SprayCheck: Finding Gray Failures in Adaptive Routing Networks

Distributed machine learning (ML) training has become a dominant workload in modern data center networks, operating at massive scale with clusters comprising tens to hundreds of thousands of GPUs. The scale of these networks makes failures, and particularly gray failures, inevitable. Gray failures can significantly degrade both network and application performance, yet they are notoriously difficult to detect, localize, and debug. To meet the performance demands of ML workloads, adaptive routing is widely deployed to maximize network utilization by dynamically spreading traffic across many paths. While adaptive routing increases network utilization, it also greatly intensifies the effect of gray failures. Prior work has either dismissed gray failures as negligible or proposed detection mechanisms that fail to scale, rendering these approaches increasingly impractical for large-scale clusters. We present SprayCheck, a passive gray failure detection system that leverages the statistical properties of adaptive routing and network load balancing. By combining these properties with flow-level information, SprayCheck can identify failures before they significantly impact application performance, enabling preemptive rerouting and improving overall performance. Importantly, this is achieved through passive observation of traffic spraying, without introducing additional load on the network. We evaluate SprayCheck and show that it can detect and localize a single-link packet-drop-rate $1.5\%$ within a single iteration and as little as $0.5\%$ within 5 training iterations of Llama-3 70B in a 64 spine topology.

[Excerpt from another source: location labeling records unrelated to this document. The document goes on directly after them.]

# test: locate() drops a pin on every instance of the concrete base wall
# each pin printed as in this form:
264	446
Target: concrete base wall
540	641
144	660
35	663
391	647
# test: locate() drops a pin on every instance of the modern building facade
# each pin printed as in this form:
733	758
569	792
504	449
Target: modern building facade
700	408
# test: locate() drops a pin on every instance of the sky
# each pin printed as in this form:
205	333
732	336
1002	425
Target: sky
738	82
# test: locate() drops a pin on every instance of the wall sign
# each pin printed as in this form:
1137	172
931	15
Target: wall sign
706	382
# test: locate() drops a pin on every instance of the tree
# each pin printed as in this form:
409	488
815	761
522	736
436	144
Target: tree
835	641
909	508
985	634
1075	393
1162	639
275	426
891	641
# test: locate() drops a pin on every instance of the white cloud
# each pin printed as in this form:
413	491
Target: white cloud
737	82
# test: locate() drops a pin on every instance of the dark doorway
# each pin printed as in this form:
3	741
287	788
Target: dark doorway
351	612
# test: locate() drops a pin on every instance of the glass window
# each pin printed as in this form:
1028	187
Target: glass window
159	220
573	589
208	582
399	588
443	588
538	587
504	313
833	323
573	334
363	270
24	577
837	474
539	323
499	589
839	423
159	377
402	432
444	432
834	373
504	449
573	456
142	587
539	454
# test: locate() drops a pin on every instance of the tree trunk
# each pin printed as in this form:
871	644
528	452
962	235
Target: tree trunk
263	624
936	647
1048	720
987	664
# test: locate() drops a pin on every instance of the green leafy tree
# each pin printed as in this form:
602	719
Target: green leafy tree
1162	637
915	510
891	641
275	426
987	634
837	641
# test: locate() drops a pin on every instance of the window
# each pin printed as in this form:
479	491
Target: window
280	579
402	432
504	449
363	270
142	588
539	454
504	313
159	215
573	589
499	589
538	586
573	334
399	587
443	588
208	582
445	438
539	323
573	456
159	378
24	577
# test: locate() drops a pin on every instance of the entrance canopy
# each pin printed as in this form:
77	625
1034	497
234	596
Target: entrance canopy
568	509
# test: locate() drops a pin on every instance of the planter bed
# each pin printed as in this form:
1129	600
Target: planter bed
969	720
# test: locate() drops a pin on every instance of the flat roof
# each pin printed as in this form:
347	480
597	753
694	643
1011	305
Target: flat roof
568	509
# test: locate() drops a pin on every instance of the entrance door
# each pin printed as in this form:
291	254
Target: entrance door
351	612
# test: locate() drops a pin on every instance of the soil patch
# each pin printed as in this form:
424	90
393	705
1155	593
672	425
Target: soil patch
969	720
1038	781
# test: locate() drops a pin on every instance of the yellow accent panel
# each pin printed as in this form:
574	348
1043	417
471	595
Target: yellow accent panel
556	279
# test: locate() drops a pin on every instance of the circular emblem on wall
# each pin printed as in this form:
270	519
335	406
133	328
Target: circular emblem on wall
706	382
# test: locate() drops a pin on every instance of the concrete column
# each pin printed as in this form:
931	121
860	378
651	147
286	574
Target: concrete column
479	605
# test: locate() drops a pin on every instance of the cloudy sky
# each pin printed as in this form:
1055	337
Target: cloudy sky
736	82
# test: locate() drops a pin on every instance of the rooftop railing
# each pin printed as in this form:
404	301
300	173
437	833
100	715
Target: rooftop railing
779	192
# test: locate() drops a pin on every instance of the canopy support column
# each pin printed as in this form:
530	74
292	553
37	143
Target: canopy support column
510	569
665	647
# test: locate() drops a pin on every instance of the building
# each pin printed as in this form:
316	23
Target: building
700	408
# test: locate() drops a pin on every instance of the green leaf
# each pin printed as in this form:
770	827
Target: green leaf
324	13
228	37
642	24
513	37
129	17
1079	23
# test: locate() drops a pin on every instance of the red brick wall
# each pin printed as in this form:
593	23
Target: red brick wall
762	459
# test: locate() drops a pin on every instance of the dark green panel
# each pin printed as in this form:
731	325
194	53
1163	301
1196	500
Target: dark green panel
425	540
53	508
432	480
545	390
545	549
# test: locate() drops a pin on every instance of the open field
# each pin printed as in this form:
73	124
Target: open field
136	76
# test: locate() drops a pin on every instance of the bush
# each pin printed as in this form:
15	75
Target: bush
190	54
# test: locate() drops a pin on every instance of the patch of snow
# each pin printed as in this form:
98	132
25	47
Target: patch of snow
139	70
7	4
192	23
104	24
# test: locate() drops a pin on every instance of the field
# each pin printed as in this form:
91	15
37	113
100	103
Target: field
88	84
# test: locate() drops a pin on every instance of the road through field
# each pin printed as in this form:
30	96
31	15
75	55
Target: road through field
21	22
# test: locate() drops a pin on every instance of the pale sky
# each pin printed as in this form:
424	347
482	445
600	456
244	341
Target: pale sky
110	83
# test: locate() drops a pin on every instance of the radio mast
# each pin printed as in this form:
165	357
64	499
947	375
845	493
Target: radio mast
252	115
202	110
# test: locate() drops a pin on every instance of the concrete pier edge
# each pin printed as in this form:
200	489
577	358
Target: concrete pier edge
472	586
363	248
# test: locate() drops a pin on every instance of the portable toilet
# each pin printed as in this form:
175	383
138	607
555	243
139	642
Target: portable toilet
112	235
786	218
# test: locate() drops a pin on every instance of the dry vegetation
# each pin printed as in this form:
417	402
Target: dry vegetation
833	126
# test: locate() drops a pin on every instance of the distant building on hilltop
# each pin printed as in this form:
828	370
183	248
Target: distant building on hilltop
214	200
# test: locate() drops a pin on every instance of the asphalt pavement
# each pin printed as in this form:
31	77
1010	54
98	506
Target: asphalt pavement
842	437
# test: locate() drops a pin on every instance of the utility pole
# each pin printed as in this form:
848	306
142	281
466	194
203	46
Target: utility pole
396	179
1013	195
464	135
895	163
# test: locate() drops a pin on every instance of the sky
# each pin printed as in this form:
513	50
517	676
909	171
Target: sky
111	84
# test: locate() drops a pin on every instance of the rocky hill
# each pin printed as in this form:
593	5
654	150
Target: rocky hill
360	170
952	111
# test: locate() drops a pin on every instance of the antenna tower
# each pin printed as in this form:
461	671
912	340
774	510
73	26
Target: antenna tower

翻译：分布式机器学习训练已成为现代数据中心网络中的主导工作负载，其规模庞大，集群包含数万至数十万个GPU。网络规模的扩大使得故障——尤其是灰色故障——不可避免。灰色故障会显著降低网络和应用性能，但因其难以检测、定位和调试而臭名昭著。为满足机器学习工作负载的性能需求，自适应路由被广泛部署，通过动态地将流量分散到多条路径以最大化网络利用率。虽然自适应路由提高了网络利用率，但也极大地加剧了灰色故障的影响。先前的工作要么认为灰色故障可忽略不计，要么提出的检测机制难以扩展，导致这些方法对大规模集群越来越不实用。我们提出了SprayCheck，一种被动式灰色故障检测系统，利用自适应路由和网络负载均衡的统计特性。通过将这些特性与流级信息相结合，SprayCheck能在故障显著影响应用性能之前将其识别出来，从而实现预防性重路由并提升整体性能。重要的是，这是通过被动观测流量喷洒实现的，不会给网络引入额外负载。我们评估了SprayCheck，并证明在64脊柱拓扑中，对Llama-3 70B模型，它能在单次训练迭代内检测并定位到1.5%的单链路丢包率，在5次训练迭代内可低至0.5%。